As histórias começam sempre por “Era uma vez” para que as crianças sintam que os temas que são tratados não pertencem só ao tempo presente, que “Olhem para mim” tem sido uma constante na vida das crianças.

Ao ouvirem os contos não se sentem sozinhas com os seus problemas, percebem que há sempre uma maneira de os resolver, mas que é preciso encontrar esse caminho que as levará para mais perto do bem-estar.

Cada vez se torna mais difícil dar a atenção necessária às crianças. A vida fora de casa decorre envolta num turbilhão de acontecimentos e de preocupações.
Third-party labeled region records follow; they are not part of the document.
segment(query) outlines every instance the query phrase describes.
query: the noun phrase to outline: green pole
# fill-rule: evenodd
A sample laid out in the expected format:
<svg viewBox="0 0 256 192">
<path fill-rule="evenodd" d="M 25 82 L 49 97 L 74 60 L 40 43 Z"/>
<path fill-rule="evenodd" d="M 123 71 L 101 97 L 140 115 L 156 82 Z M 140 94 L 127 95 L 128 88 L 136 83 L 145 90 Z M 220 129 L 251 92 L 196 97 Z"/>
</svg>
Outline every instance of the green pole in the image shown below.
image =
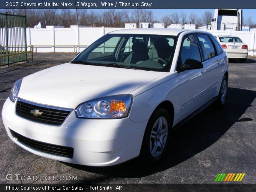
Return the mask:
<svg viewBox="0 0 256 192">
<path fill-rule="evenodd" d="M 8 45 L 8 23 L 7 20 L 7 12 L 5 12 L 5 45 L 6 46 L 6 54 L 9 55 L 9 47 Z M 7 64 L 9 66 L 9 56 L 7 57 Z"/>
<path fill-rule="evenodd" d="M 27 30 L 26 29 L 26 15 L 25 15 L 25 17 L 24 18 L 24 36 L 25 36 L 24 38 L 24 45 L 25 46 L 25 51 L 27 52 Z M 28 54 L 26 54 L 26 60 L 28 61 Z"/>
</svg>

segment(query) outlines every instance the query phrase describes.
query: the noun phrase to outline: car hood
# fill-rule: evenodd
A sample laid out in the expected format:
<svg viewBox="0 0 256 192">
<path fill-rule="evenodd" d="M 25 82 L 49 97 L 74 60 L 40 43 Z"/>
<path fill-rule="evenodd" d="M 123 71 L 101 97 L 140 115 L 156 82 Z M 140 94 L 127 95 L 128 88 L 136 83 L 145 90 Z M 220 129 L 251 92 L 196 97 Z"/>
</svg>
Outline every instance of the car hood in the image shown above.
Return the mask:
<svg viewBox="0 0 256 192">
<path fill-rule="evenodd" d="M 66 63 L 23 78 L 18 96 L 75 108 L 102 97 L 128 94 L 166 72 Z"/>
</svg>

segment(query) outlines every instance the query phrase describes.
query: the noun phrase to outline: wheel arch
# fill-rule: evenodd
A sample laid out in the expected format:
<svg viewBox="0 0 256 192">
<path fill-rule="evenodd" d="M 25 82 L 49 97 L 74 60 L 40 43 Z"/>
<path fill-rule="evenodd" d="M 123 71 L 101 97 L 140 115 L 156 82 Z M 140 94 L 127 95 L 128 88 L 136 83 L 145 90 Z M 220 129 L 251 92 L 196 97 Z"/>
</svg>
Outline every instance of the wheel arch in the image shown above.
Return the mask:
<svg viewBox="0 0 256 192">
<path fill-rule="evenodd" d="M 154 111 L 152 113 L 152 114 L 151 114 L 150 118 L 155 111 L 156 111 L 158 109 L 159 109 L 159 108 L 164 108 L 168 112 L 171 119 L 171 123 L 172 124 L 171 127 L 172 128 L 174 117 L 174 109 L 173 106 L 173 104 L 170 101 L 165 100 L 162 102 L 161 103 L 158 104 L 158 105 L 154 110 Z"/>
</svg>

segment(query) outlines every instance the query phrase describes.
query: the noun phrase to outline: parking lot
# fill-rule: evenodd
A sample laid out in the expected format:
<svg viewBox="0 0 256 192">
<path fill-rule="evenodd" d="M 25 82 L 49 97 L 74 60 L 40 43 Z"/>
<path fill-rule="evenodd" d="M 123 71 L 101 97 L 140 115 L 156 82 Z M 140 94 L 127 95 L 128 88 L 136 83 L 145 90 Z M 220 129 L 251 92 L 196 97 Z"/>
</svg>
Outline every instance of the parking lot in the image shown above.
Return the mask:
<svg viewBox="0 0 256 192">
<path fill-rule="evenodd" d="M 36 54 L 33 62 L 0 70 L 1 111 L 16 80 L 70 61 L 74 56 Z M 213 183 L 218 173 L 244 173 L 243 183 L 256 183 L 256 58 L 249 58 L 245 63 L 230 60 L 228 83 L 225 106 L 220 109 L 212 104 L 173 132 L 163 160 L 150 166 L 136 159 L 115 166 L 95 168 L 41 157 L 11 141 L 1 118 L 0 182 Z M 14 177 L 7 180 L 8 174 L 19 174 L 25 179 L 37 176 L 42 180 L 16 180 Z M 46 176 L 51 179 L 44 180 Z M 66 179 L 58 179 L 61 176 Z M 77 176 L 77 179 L 70 180 L 69 176 Z"/>
</svg>

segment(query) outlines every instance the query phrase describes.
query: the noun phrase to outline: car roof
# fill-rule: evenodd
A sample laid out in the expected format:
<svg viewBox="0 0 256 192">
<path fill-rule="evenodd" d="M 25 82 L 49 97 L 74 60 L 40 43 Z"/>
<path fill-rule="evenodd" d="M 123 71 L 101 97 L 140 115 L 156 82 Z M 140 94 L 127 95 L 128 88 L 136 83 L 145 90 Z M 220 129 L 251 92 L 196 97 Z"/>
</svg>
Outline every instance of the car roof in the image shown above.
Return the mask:
<svg viewBox="0 0 256 192">
<path fill-rule="evenodd" d="M 194 31 L 194 30 L 186 30 L 180 29 L 148 28 L 144 29 L 121 29 L 112 31 L 110 34 L 147 34 L 151 35 L 173 35 L 177 36 L 179 34 L 185 31 Z"/>
<path fill-rule="evenodd" d="M 216 35 L 216 36 L 217 37 L 238 37 L 238 37 L 237 37 L 236 36 L 233 36 L 232 35 Z"/>
</svg>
Pobreza, riqueza, / emprego/desemprego, / álcool, drogas / falta de esperança, / família monoparental, família nuclear/ família alargada, /……..

Onde está a família que era o porto de abrigo para todos? Arrisco a dizer que é na  família, em muitos casos, que se assiste a maior negligência, a maior violência, ao maior mal-estar e neste ambiente quem Olha para Mim?